We're currently experiencing issues with our FAS2050 storage controller. I could not find any documentation on the FAS2050's assuming it's because they're already End-of-Life. Our FAS2050 supports our Vmware VDI infrastructure (Horizon 7/vCenter 6.5) by storing the profiles for our VDI customers. It's running two storage controllers where one contains the location for user profiles and the other controller oversees the storage of other miscellaneous files.
Over the weekend, we had to perform a power cycle of our server room and in preperation, was in the process of shutting down our VDI environment when suddenly, all power to our servers as well as the FAS2050 was shut off causing a hard shut down.
Afer rebooting, our VMware/VDI environment came back up without too many issues but one of the two storage controllers didn't come up as expected which was the controller holding our VDI profiles. There is an amber light on the exclamation point LED in the front of the chassis as well as green and amber lights on the NICs in the back (on the bottom module, although the top only has green NIC lights).
We utilize NetApp OnCommand System Manager to view the storage locations for our profiles and now we can't discover or add that location back in.
Been scouring the interwebs for any documentation in regards to the FAS2050 that's not about upgrading it to newer versions.
Hi there! Yes, you're right that this system is now end of support from us, sorry.
Can you connect via RLM or serial cable (RJ-45 9600 8N1)? what does the controller say? With any luck, it will just have "Waiting for giveback" scrolling on the console, and you can just type "cf giveback" into the other controller.
Utilizing DATA ONTAP 126.96.36.199, FilerView, the status page shows:
"This node has taken over. /vol/vol_mb1_db1 is full (using or reserving 100% of space and 0% of inodes, using 100% of reserve).
I'm very much a beginner in the storage world so I'm not sure if the volume being full would have any impact on the takeover process.
Unfortunately, we were not able to console into the controller that is down since we don't have a working serial cable to physically console into the system, we had to resort to Putty (which wouldn't work due to network issues).
On the operational controller, after logging in, the prompt displayed:
We ran a cf status and got the following result:
"partner has been taken over by <controllerhostname>"
The resources, in this case, that is owned by the downed controller is our volume containing our VDI profiles. VDI users still are not able to connect to their profiles which leads us to believe that the takeover process didn't complete as intended even though the status might prove otherwise.
Would a restart of the FAS chassis be recommended or would we need to manually run the takeover commands instead? Thank you again for your help.

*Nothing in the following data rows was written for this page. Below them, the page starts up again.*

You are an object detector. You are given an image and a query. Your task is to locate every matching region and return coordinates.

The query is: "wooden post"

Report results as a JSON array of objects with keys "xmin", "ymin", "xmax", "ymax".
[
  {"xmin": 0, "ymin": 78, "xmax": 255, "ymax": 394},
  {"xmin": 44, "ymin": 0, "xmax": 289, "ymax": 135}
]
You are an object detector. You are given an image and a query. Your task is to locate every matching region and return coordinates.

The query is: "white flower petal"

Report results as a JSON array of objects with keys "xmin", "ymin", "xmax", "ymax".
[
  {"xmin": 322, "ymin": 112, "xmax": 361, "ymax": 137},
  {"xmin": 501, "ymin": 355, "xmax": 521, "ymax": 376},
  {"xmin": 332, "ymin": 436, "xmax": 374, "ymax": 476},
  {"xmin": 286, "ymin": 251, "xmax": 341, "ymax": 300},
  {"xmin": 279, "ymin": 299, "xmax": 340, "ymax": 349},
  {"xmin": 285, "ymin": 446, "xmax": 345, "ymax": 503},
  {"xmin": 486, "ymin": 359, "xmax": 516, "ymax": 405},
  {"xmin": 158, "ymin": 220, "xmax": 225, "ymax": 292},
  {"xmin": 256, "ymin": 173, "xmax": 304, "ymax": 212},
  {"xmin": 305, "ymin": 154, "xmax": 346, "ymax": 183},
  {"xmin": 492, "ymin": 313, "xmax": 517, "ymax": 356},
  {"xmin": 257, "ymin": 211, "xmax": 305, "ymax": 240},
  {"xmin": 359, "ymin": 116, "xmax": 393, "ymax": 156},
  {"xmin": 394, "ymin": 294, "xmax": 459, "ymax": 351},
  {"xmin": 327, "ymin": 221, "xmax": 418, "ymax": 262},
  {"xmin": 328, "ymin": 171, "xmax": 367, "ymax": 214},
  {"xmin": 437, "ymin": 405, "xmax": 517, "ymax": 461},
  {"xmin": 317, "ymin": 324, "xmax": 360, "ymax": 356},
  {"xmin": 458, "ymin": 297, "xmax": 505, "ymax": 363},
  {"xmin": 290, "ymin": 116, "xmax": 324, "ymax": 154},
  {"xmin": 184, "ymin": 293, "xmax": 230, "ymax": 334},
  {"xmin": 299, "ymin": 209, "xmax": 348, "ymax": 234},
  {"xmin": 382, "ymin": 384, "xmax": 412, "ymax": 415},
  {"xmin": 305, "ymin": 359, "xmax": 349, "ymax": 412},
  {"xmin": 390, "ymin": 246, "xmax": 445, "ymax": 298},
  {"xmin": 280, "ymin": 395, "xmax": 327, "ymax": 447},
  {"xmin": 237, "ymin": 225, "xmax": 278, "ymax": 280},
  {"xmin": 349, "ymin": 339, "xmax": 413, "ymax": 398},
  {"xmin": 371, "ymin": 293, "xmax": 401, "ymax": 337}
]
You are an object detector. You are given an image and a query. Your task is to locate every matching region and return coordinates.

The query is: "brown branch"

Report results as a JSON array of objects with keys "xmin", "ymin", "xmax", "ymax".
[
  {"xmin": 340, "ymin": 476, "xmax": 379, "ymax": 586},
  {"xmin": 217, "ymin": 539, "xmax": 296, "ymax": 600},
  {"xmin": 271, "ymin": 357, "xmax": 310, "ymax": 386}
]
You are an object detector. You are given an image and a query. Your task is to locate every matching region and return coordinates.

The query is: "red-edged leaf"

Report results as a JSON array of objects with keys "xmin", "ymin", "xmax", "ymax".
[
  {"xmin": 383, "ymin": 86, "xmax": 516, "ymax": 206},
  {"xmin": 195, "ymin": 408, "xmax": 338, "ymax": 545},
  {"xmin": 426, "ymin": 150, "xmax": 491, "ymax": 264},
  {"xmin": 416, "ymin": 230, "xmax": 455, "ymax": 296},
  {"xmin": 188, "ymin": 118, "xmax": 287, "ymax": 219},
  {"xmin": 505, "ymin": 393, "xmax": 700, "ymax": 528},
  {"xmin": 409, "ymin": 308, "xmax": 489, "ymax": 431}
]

The serial cables are the same pinout as the light blue Cisco serial cables, if that helps.
If you don't have any other option, just run "cf giveback" on the surviving node and hope for the best. It does a number of checks before giving it back entirely, and it sounds like you're having an outage right now, so it won't get any worse.
The volume being full is bad, but I believe it wouldn't cause this behavior.
I ran the cf giveback command and got the following output:
survivingnode (takeover)> cf giveback survivingnode (takeover)> Wed Aug 28 13:03:50 EDT [survivingnode(takeover): cf.misc.operatorGiveback:info]: Cluster monitor: giveback initiated by operator Wed Aug 28 13:03:50 EDT [survivingnode(takeover): disk.failed.abortGiveback:warning] Failed disk 0a.77 should be removed before the giveback command is invoked. Wed Aug 28 13:03:50 EDT [survivingnode(takeover): cf.rsrc.givebackVeto:error] Cluster monitor: disk check : giveback cancelled due to active state Wed Aug 28 13:04:00 EDT [survivingnode(takeover): cifs.server.infoMsg:info] CIFS: Warning for server \\DC-001: Connection terminated. Wed Aug 28 13:04:00 EDT [survivingnode(takeover): cifs.server.errorMsg:error]: CIFS: Error for server \\DC-001: Error while negotiating protocol with server STATUS_IO_TIMEOUT. Wed Aug 28 13:04:00 EDT [survivingnode(takeover): cifs.server.infoMsg:info] CIFS: Warning for server \\DC-002: Connection terminated. Wed Aug 28 13:04:00 EDT [survivingnode(takeover): cifs.server.errorMsg:error]: CIFS: Error for server \\DC-002: Error while negotiating protocol with server STATUS_IO_TIMEOUT. Wed Aug 28 13:04:00 EDT [survivingnode(takeover): cifs.server.infoMsg:info] CIFS: Warning for server \\DC-003: Connection terminated. Wed Aug 28 13:04:00 EDT [survivingnode(takeover): cifs.server.errorMsg:error]: CIFS: Error for server \\DC-003: Error while negotiating protocol with server STATUS_IO_TIMEOUT. Wed Aug 28 13:08:56 EDT [survivingnode(takeover): asup.smtp.host:info]: Autosupport cannot connect to host xxx.xxx.xxx.xxx (Network comm problem) for message: DISK FAILED Wed Aug 28 13:08:56 EDT [survivingnode(takeover): asup.smtp.unreach:error]: Autosupport mail was not sent because the system cannot reach any of the mail hosts frmo the auto.support.mailhost option. (DISK FAILED)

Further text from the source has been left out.